Python Learning Summary Points

  1. A parameter is the name in the function definition; an argument is the value passed at the call site. The distinction matters when reading error messages.
  2. Positional arguments are required and order-dependent. Default arguments are optional with a fallback. Keyword style is a calling convention that works with any positional or default parameter.
  3. *args collects extra positional values into a tuple. **kwargs collects extra named values into a dictionary. Both handle an unknown number of inputs.
  4. The valid signature order is: positional, default, *args, keyword-only, **kwargs. Deviating raises a SyntaxError.
  5. Never use a mutable object as a default argument value. Use None and create the object inside the function body.

Choosing the right argument type is a design decision. Positional arguments keep required inputs obvious. Defaults reduce boilerplate for callers who share the common case. Keyword style makes long call sites readable. *args and **kwargs keep your functions open to inputs you have not anticipated. Applying each at the right time produces functions that are both flexible and easy to reason about.

check your understanding question 1 of 5

Frequently Asked Questions

A parameter is the variable name listed inside the parentheses when you define a function. An argument is the actual value you pass when you call that function. The parameter is the placeholder; the argument fills it.

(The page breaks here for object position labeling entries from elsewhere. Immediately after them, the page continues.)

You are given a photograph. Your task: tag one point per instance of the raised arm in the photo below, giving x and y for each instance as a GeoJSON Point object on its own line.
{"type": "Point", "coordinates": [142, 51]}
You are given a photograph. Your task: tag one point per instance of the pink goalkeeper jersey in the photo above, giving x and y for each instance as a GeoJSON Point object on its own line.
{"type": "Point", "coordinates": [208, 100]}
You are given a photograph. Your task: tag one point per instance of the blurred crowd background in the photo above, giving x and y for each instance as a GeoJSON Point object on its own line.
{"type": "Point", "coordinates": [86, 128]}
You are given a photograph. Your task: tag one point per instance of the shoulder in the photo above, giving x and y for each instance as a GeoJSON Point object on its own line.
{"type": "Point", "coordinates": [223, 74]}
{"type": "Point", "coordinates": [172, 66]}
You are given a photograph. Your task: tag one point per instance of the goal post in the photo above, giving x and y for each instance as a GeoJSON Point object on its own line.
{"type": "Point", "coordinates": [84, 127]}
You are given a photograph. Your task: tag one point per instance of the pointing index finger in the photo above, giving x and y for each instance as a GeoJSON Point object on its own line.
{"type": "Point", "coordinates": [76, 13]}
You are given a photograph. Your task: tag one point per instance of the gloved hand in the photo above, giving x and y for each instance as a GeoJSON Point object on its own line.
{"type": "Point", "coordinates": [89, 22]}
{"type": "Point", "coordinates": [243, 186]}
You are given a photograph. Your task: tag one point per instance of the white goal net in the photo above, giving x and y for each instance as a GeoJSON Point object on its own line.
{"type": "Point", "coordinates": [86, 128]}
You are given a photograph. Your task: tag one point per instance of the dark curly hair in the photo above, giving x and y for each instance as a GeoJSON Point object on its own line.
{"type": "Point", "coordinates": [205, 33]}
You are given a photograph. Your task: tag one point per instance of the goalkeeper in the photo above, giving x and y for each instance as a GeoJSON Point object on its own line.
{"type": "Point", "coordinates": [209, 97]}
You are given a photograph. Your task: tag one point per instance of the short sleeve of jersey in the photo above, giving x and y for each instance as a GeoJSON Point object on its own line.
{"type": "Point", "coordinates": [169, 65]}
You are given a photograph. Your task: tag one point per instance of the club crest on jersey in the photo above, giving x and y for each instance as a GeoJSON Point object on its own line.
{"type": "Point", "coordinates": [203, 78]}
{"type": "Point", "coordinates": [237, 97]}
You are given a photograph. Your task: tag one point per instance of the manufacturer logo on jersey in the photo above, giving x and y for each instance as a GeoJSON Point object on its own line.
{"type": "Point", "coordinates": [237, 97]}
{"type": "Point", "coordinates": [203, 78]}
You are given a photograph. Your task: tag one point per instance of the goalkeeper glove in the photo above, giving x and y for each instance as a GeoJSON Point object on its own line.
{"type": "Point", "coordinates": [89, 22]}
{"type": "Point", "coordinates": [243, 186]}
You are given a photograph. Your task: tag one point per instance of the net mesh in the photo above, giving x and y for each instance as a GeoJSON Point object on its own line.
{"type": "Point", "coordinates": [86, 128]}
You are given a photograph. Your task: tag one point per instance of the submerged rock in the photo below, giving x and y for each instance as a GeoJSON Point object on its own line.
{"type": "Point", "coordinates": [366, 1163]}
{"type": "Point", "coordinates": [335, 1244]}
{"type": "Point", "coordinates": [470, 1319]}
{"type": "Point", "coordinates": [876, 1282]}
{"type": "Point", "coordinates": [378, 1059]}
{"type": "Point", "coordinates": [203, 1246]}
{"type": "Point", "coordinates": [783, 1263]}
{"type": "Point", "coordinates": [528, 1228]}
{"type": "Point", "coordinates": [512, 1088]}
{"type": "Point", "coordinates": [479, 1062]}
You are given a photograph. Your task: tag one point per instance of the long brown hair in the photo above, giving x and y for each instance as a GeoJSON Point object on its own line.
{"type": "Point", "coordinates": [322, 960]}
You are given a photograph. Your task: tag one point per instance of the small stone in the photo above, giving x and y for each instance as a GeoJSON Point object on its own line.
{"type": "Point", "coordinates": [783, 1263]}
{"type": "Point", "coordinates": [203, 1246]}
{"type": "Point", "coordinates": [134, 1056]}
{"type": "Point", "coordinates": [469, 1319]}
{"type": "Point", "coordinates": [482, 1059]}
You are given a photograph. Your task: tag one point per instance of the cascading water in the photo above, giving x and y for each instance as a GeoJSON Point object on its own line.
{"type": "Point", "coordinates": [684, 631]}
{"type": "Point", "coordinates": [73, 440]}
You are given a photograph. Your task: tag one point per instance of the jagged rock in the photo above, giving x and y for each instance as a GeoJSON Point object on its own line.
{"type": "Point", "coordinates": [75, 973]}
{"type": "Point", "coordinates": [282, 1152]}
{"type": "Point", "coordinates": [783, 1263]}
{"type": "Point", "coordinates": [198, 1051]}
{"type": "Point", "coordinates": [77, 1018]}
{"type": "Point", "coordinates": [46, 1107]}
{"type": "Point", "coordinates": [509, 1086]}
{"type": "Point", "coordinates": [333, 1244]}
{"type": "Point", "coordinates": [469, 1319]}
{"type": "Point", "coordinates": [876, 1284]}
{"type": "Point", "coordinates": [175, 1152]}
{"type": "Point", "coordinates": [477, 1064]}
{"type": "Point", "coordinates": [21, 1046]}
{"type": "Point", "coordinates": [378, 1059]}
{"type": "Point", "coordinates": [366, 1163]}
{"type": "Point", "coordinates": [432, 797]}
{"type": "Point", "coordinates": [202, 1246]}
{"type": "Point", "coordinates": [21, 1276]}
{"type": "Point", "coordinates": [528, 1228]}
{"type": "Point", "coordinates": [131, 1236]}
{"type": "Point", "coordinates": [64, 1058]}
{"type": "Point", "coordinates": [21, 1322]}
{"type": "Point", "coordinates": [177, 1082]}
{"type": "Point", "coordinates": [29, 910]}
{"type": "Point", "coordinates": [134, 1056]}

Use a default argument when a value is optional and you have a sensible fallback. For example, a greeting function might default to "Hello" so callers who do not care about the greeting style do not need to supply one.

*args lets a function accept any number of positional arguments. Inside the function they are available as a tuple. Use *args when you do not know ahead of time how many values the caller will pass.

**kwargs lets a function accept any number of keyword arguments as a dictionary. The caller names each extra value, and the function receives a dict mapping those names to their values.

Yes. Positional arguments must come first, followed by keyword arguments. Swapping that order raises a SyntaxError.

A TypeError on a function call almost always means the number or names of arguments do not match what the function definition expects. Check that you are passing the right number of values and that keyword argument names are spelled correctly.

Use *args when you want the caller to supply multiple separate values without wrapping them in a list first. Use a list parameter when the data is already a list or when you want to make it obvious the caller should package values together.

The correct order is: positional arguments, then default arguments, then *args, then keyword-only arguments, then **kwargs. Placing a default argument before a positional one raises a SyntaxError.